First, you can convert your bitmap to a byte[] using LockBits(), this will be much faster than GetPixel() and won't require you to go unsafe.
As long as you don't naively search the whole image and instead search one side at a time, you nailed the algorithm 95%. Just make you are not searching already cropped pixels, as this might actually make the algorithm worse than the naive one if you have two adjacent edges that crop a lot.
A binary search can improve a tiny bit, but it's not that significant as it will maybe save you a line of search for each direction in the best case scenario.

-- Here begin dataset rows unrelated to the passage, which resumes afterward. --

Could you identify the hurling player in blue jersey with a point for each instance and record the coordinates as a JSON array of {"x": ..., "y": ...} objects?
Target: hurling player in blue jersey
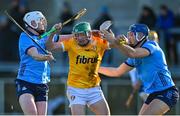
[
  {"x": 34, "y": 70},
  {"x": 149, "y": 60}
]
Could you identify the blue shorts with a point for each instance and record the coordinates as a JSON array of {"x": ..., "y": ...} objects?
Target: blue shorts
[
  {"x": 170, "y": 96},
  {"x": 39, "y": 91}
]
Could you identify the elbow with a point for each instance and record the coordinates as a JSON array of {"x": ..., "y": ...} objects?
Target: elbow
[
  {"x": 117, "y": 73},
  {"x": 132, "y": 55},
  {"x": 50, "y": 47}
]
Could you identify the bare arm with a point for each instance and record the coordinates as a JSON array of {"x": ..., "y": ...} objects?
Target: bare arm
[
  {"x": 121, "y": 44},
  {"x": 33, "y": 52},
  {"x": 133, "y": 52},
  {"x": 115, "y": 72}
]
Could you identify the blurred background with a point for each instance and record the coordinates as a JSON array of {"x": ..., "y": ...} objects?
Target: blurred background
[{"x": 160, "y": 15}]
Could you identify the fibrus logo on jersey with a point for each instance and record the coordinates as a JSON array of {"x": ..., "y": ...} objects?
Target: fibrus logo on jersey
[{"x": 85, "y": 60}]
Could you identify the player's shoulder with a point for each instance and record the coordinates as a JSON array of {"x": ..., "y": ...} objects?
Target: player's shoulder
[
  {"x": 151, "y": 43},
  {"x": 99, "y": 39}
]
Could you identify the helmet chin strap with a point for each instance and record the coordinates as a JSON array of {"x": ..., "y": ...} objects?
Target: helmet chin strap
[
  {"x": 138, "y": 42},
  {"x": 40, "y": 32}
]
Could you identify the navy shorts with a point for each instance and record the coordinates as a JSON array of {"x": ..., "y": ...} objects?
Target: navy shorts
[
  {"x": 170, "y": 96},
  {"x": 39, "y": 91}
]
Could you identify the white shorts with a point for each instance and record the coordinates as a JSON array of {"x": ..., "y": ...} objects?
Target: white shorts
[{"x": 87, "y": 96}]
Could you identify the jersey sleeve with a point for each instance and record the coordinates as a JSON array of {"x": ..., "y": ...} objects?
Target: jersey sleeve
[
  {"x": 25, "y": 43},
  {"x": 104, "y": 44},
  {"x": 66, "y": 44},
  {"x": 150, "y": 46},
  {"x": 130, "y": 62}
]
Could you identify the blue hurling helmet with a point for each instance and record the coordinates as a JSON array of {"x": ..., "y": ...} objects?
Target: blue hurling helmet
[{"x": 139, "y": 28}]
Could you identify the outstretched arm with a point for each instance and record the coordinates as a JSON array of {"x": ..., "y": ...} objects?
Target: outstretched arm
[
  {"x": 57, "y": 46},
  {"x": 121, "y": 43},
  {"x": 115, "y": 72}
]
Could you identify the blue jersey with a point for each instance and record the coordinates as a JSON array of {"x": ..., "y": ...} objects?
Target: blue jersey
[
  {"x": 31, "y": 70},
  {"x": 152, "y": 70}
]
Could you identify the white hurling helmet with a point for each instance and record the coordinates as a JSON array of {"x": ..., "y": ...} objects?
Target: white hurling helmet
[{"x": 36, "y": 16}]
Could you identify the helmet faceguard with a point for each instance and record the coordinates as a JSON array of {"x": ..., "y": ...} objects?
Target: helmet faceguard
[
  {"x": 82, "y": 32},
  {"x": 33, "y": 19},
  {"x": 140, "y": 32}
]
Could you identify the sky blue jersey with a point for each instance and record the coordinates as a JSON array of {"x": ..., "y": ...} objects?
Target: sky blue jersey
[
  {"x": 31, "y": 70},
  {"x": 152, "y": 70}
]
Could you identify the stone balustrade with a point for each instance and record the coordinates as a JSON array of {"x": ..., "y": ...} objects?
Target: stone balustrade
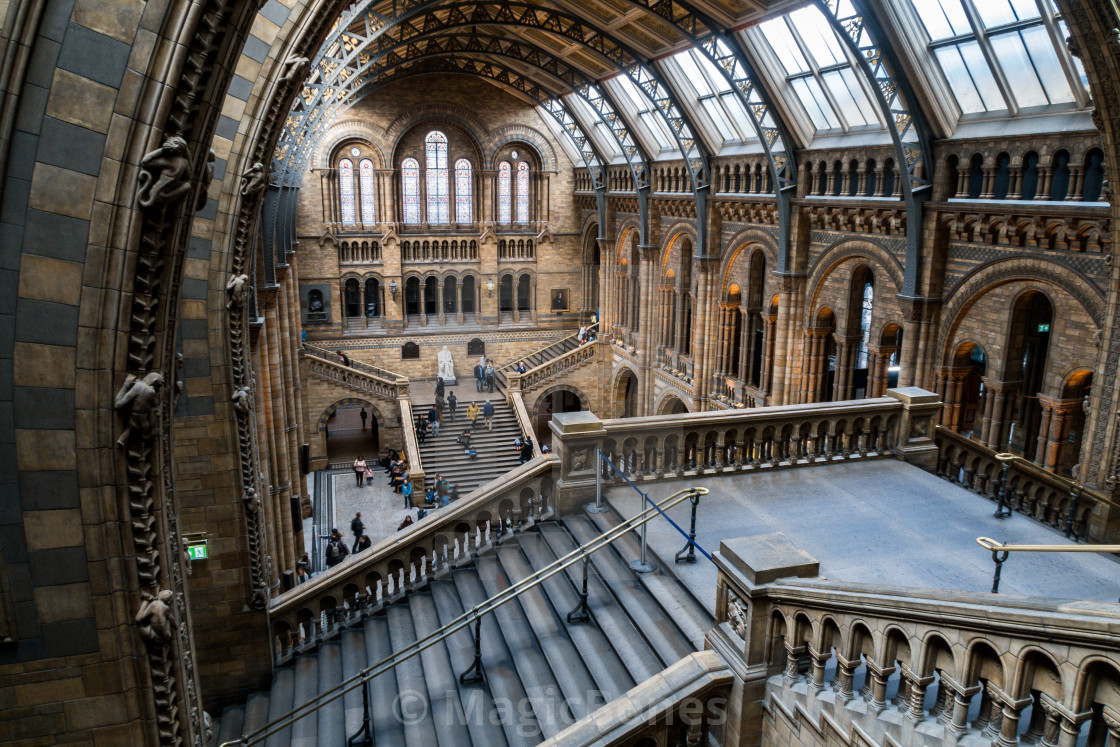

Although i prefer the answer of Tarang, i'd like to give some hints on how to 'isolate' objects in an image by refering to a given foregroundcolor and backgroundcolor, which is called 'segmentation' and used when working in the field of 'optical inspection', where an image is not just cropped to some detected object but objects are counted and also measured, things you can measure on an object is area, contour, diameter etc..
First of all, usually you'll start really to walk through your image beginning at x/y coordinates 0,0 and walk from left to right and top to bottom until you'll find a pixel that has another value as the background. The sensitivity of the segmentation is given by defining the grayscale value of the background as well as the grayscale value of the foreground. You possibly will walk through the image as said, by coordinates, but from the programs view you'll just walk through an array of pixels. That means you'll have to deal with the formula that calculates the x/y coordinate to the pixel's index in the pixel array. This formula sure needs width and height of the image.
For your concern of cropping, i think when you've found the so called 'pivot point' of your foreground object, you'll usually walk along the found object by using a formula that detects neighbor pixels of the same foregeground value. If there is only one object to detect as in your case, it's easy to store those pixels coordinates that are north-most, east-most, south-most and west-most. These 4 coordinates mark the rectangle your object fits in. With this information you can calculate the new images (cropped image) width and height.